Company uses technology to empower businesses and revolutionize tech
Even when 3D printing began to make its way into mainstream culture, the process itself seemed alien, like something out of a science fiction movie. Fast forward to today, and companies like Youngstown-based Freshmade 3D aren’t only using 3D printing, or additive manufacturing, for traditional projects like the production of tools or auto parts. Instead, the company has widened their approach to provide access and innovation within the world of the arts.
“Freshmade 3D offers a variety of digital manufacturing services from 3D scanning, reverse engineering, and a technique we call AMCLad, where we have the capability to 3D print medium-to large parts at a lower cost,” said Rich Wetzel, co-founder. “A challenge in the industry right now is that a lot of companies are interested in transitioning to 3D technology but don’t have the background or a properly trained workforce.
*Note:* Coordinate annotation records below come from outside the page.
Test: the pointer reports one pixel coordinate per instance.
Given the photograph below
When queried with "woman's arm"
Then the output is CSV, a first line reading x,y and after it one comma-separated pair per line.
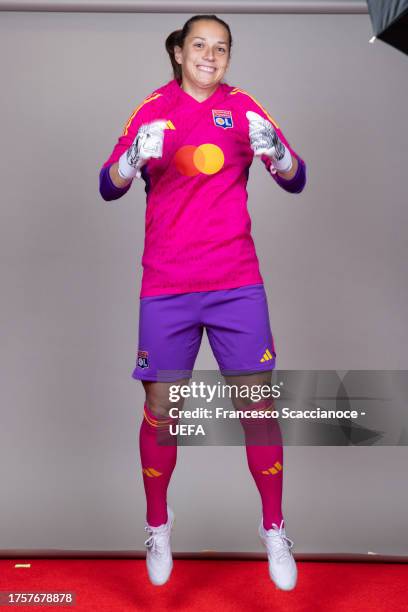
x,y
117,180
291,173
297,182
112,188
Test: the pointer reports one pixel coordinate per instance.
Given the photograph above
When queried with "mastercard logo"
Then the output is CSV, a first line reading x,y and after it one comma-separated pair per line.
x,y
204,159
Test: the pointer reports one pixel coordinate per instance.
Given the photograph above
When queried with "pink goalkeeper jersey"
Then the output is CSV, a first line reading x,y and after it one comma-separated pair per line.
x,y
197,225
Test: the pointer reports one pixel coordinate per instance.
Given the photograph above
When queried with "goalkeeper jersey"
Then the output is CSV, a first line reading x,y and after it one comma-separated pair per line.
x,y
197,225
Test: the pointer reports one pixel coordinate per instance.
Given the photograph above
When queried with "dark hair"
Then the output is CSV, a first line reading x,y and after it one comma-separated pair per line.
x,y
178,37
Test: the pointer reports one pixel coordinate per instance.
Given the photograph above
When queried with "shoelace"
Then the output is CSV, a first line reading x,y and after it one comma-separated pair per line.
x,y
280,542
156,541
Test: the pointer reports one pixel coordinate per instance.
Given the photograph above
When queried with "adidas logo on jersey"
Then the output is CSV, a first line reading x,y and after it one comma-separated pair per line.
x,y
266,356
275,469
222,118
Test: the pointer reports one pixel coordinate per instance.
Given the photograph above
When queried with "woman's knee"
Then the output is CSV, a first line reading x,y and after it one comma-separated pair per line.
x,y
158,397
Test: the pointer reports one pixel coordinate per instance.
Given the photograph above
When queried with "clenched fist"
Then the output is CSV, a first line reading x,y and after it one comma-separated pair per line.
x,y
147,144
265,141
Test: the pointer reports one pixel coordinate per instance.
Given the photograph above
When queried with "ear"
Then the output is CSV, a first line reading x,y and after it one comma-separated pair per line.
x,y
178,54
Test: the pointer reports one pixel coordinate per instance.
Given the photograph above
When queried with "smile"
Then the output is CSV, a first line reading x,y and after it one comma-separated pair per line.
x,y
206,68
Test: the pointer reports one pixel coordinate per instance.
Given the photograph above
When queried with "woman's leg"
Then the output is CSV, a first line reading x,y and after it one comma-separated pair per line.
x,y
264,448
158,449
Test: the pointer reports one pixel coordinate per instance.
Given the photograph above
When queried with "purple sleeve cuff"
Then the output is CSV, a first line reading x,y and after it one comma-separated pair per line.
x,y
107,189
297,182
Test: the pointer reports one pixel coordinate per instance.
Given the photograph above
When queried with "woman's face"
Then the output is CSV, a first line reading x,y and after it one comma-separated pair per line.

And that’s where we come in — to test the technology and understand how they would apply it to their business or artistic endeavors.”
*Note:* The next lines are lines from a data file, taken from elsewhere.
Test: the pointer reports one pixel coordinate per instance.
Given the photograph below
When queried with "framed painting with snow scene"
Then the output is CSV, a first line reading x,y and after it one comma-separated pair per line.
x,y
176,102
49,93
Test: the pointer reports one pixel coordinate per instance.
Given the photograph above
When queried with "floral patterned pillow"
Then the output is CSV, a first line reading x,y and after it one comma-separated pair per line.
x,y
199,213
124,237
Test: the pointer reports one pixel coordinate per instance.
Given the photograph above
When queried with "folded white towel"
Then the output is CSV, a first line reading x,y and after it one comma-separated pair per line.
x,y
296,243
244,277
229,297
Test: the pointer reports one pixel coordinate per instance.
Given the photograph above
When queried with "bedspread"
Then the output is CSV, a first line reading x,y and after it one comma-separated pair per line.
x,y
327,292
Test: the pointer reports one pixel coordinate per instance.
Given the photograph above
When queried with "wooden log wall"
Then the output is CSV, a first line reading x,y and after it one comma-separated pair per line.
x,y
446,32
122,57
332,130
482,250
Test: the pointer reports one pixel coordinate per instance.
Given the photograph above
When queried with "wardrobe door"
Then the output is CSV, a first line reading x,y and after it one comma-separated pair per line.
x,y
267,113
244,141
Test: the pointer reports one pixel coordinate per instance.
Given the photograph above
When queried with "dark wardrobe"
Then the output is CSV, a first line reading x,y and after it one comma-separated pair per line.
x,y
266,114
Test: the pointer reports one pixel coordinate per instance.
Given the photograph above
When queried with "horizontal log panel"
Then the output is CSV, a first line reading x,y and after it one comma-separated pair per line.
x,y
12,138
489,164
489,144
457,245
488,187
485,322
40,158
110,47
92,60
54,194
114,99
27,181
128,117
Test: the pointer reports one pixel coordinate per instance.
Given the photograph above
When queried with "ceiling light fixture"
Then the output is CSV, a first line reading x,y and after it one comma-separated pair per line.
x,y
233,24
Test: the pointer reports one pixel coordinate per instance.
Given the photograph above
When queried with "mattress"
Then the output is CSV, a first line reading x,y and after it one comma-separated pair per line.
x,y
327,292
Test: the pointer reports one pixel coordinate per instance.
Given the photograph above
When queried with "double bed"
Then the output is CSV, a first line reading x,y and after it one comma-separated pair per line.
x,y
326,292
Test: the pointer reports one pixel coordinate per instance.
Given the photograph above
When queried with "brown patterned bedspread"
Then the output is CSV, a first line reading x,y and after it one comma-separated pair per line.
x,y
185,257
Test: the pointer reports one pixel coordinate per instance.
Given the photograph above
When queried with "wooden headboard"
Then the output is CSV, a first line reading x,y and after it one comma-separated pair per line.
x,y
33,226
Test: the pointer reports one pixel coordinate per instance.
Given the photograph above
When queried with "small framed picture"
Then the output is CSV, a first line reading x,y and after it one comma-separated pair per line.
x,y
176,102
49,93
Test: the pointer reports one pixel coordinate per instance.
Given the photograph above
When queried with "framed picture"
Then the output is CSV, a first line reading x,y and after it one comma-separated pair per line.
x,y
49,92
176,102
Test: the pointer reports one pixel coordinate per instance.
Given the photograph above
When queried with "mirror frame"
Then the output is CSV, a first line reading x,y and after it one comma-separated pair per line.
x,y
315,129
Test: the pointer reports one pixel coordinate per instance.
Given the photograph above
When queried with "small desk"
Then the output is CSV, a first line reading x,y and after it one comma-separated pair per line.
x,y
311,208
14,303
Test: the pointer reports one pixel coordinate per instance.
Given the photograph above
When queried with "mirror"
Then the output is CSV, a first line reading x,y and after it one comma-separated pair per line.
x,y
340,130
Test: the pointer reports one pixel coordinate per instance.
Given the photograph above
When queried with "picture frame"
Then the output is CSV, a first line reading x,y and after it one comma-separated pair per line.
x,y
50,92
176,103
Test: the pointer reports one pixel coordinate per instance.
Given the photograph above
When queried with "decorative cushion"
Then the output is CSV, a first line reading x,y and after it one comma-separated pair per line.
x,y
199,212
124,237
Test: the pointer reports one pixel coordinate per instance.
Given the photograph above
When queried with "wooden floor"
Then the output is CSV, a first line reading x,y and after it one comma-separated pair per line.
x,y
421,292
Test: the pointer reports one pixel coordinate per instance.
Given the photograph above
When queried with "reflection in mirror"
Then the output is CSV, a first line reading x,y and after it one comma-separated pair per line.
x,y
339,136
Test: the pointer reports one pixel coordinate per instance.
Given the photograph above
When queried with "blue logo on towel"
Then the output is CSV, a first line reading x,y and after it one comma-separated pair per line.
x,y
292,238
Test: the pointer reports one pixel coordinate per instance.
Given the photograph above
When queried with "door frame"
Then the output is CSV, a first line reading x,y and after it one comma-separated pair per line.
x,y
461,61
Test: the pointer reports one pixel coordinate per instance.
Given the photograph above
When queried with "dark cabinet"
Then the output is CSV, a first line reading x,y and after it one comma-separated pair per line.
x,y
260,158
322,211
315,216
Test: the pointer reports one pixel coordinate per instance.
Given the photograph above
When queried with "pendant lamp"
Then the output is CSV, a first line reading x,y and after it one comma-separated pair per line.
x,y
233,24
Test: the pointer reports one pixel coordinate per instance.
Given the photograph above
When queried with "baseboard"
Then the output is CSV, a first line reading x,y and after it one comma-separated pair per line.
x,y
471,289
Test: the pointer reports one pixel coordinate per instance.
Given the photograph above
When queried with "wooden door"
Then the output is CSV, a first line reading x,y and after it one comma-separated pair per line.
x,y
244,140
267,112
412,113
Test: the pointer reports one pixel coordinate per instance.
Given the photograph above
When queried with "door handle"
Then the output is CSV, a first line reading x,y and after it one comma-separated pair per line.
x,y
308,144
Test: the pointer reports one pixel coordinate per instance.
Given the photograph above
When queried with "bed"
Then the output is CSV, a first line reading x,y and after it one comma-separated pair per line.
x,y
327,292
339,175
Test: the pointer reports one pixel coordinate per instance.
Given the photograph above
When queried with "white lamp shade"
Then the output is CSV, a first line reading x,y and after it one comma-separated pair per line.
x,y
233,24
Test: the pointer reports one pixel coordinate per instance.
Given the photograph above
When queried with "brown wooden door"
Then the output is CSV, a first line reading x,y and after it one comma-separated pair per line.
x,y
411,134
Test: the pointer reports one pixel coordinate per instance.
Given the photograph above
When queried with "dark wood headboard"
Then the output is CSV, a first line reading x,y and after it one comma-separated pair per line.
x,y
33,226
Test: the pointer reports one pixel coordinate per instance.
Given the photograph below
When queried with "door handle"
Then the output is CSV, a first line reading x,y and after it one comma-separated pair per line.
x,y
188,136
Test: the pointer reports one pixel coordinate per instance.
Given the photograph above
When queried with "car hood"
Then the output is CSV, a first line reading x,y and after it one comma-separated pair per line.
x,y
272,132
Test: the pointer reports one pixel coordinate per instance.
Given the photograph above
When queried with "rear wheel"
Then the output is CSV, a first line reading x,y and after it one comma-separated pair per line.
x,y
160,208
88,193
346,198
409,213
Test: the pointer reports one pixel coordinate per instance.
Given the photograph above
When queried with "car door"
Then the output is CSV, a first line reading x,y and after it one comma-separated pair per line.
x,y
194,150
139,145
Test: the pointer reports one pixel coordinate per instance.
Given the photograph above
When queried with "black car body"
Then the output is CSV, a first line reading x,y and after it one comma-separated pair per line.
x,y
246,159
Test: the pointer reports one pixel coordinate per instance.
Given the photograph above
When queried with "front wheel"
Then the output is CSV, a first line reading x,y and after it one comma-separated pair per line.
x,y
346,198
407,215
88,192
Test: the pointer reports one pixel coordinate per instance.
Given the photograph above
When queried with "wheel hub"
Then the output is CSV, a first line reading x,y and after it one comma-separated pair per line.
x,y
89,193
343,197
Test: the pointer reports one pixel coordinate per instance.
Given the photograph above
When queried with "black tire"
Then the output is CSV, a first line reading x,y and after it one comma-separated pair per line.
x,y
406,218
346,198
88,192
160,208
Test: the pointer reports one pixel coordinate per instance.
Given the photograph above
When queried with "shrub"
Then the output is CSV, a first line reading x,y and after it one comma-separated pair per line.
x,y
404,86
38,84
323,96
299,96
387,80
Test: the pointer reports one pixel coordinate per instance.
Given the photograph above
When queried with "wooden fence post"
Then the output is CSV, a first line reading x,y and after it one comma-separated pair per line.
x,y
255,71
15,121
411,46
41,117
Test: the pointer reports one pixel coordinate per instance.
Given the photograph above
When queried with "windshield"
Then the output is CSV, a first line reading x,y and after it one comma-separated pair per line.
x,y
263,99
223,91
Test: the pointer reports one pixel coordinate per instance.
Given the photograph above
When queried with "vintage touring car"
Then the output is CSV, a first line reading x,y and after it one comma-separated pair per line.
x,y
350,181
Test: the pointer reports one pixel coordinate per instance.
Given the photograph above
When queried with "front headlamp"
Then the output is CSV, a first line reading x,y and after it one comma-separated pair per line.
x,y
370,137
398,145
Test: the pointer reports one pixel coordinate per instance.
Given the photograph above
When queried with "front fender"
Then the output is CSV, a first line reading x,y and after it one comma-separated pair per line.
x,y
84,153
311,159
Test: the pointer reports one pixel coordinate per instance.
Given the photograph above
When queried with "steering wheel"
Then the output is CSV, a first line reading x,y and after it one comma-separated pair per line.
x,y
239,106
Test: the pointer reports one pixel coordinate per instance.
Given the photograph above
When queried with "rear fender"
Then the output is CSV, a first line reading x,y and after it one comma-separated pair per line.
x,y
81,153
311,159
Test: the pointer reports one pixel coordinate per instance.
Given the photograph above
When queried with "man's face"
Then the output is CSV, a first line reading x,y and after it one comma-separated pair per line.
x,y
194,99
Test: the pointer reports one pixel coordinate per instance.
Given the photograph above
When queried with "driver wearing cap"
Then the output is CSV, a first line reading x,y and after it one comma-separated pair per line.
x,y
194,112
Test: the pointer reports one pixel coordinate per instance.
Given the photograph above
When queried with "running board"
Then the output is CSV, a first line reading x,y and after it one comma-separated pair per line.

Where industrial 3D printers can cost upwards of $1 million, Freshmade 3D’s clients have access to the expertise and technology for a range of industry needs without having to purchase their own equipment. Wetzel and his team provide services to everyone from manufacturers to digital sculptors and architectural firms.
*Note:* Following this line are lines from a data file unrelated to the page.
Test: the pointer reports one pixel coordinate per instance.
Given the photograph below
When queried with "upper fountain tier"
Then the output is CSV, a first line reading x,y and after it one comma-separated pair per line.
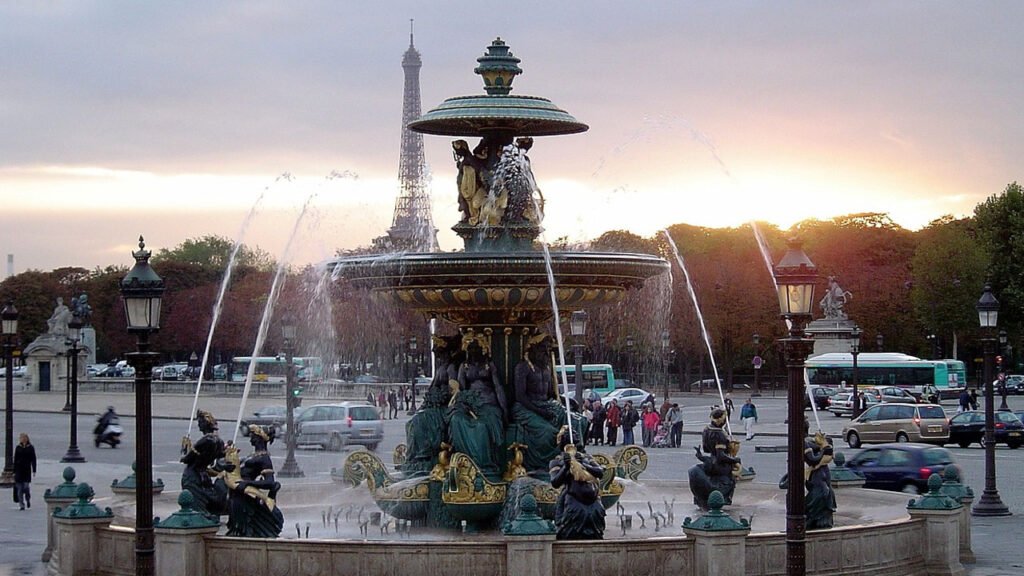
x,y
498,112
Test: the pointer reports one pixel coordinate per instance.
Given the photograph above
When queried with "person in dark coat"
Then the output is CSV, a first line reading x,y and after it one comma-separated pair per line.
x,y
25,466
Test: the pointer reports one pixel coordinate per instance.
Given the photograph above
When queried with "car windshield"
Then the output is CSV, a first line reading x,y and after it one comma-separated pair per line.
x,y
934,456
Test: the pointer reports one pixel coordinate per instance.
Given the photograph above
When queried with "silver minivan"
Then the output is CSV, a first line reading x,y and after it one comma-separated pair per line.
x,y
336,425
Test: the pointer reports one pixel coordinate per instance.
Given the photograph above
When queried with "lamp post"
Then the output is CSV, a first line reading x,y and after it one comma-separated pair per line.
x,y
578,327
412,353
757,364
9,320
796,276
1001,371
988,311
74,335
288,331
855,351
629,358
141,291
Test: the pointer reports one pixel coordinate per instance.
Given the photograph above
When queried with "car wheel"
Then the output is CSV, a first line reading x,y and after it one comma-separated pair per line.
x,y
853,439
335,444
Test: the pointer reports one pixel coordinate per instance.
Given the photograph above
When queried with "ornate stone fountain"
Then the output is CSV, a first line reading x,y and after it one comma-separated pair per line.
x,y
457,466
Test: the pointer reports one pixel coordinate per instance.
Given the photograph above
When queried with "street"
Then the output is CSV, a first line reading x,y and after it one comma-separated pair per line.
x,y
23,533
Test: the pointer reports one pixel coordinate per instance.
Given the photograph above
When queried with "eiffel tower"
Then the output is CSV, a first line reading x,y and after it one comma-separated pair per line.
x,y
413,227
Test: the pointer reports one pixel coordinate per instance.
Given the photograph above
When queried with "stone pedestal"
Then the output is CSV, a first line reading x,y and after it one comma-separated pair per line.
x,y
832,334
529,556
720,541
942,518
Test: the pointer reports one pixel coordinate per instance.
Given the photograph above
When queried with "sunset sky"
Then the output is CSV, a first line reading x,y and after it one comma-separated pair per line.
x,y
175,120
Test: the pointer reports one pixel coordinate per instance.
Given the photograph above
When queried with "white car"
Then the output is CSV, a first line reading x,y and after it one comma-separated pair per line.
x,y
638,396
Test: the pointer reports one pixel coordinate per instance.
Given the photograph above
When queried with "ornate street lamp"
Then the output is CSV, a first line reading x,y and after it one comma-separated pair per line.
x,y
796,276
758,361
855,351
412,352
74,336
9,320
578,327
988,312
292,400
141,291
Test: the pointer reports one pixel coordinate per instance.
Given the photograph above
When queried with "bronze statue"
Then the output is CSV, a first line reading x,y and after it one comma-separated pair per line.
x,y
477,411
252,504
425,432
537,415
200,459
719,465
579,511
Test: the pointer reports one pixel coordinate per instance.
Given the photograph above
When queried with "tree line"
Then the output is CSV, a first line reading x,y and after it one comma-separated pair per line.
x,y
916,289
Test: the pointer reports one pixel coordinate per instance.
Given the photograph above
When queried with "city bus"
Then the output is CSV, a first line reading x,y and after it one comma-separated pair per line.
x,y
273,368
597,377
885,369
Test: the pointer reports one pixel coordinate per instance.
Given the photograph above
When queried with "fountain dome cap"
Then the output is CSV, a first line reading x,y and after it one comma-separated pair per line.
x,y
498,111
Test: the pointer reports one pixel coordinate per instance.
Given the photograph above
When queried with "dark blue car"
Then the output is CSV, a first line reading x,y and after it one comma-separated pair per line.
x,y
902,466
969,427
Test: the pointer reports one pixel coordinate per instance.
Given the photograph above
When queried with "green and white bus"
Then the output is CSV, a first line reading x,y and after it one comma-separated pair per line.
x,y
887,369
273,368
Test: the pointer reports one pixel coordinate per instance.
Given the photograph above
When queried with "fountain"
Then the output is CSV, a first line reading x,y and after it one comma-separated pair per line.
x,y
498,292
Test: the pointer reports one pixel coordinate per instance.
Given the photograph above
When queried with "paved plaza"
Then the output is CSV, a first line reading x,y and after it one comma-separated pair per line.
x,y
23,537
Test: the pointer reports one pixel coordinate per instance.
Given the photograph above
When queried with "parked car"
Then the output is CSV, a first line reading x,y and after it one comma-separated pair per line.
x,y
899,422
336,425
891,394
638,396
969,427
842,403
905,467
822,397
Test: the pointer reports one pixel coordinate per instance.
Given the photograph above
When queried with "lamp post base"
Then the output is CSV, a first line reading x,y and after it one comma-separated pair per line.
x,y
990,504
291,469
73,455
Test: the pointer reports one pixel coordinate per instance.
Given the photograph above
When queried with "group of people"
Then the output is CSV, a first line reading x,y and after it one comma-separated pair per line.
x,y
391,401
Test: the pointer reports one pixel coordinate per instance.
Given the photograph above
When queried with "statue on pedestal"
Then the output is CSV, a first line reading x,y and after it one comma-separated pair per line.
x,y
719,465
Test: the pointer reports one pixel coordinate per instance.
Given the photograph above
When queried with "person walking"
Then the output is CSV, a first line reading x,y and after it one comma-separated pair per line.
x,y
674,418
749,415
629,419
649,422
25,466
613,420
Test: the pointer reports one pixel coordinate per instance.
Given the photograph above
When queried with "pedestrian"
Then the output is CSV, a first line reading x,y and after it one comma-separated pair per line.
x,y
649,422
613,420
629,419
25,466
674,417
749,415
597,424
392,402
“Technology is having more of an impact on how these companies design or build solutions than ever before,” said Wetzel. “They want to stay competitive, so they have to be willing to adopt new technology. With 3D printing, you have more design freedom, and that lends itself to creating new objects with new customizations.”
For some of these companies, staying ahead of the technology curve means the opportunity to provide new, accessible experiences. For museums in particular, Freshmade 3D is hoping to use their printing technology to touch and interact with artwork in different ways.
“The artistic and experiential applications of this technology really interest us right now,” said Wetzel. “When people can touch and understand what a piece of art is doing, you can create a whole new experience for them that allows them to interact with art on a more personal level.”
3D relief art isn’t Freshmade 3D’s first foray into the sculptural realm. Although they started out manufacturing rare car parts, they saw an opportunity to jump on a new challenge when they were commissioned by the Youngstown/Warren Regional Chamber to make two life-size bobbleheads of Hillary Clinton and Donald Trump for the 2016 presidential campaign. The 7-foot-tall sculptures required Freshmade 3D to develop their AMCLad technology, which uses sand in its low-cost, large-scale printing process.
In addition to generating quite the buzz, the bobbleheads also cemented Freshmade 3D’s status as a tech innovator in the region, and they sought further support and mentorship from the Youngstown Business Incubator, a partner of Ohio Third Frontier.
“I started my career working for YBI in their additive manufacturing department,” said Wetzel, “Then, when I co-launched the business, that relationship became even more valuable. They’ve provided so much support in terms of getting an affordable office space, making connections and learning from their entrepreneurs in residence. They constantly provide us with guidance, which opens doors that we wouldn’t have been able to otherwise. We’re truly grateful to be part of that organization and for everything they’ve done for us.”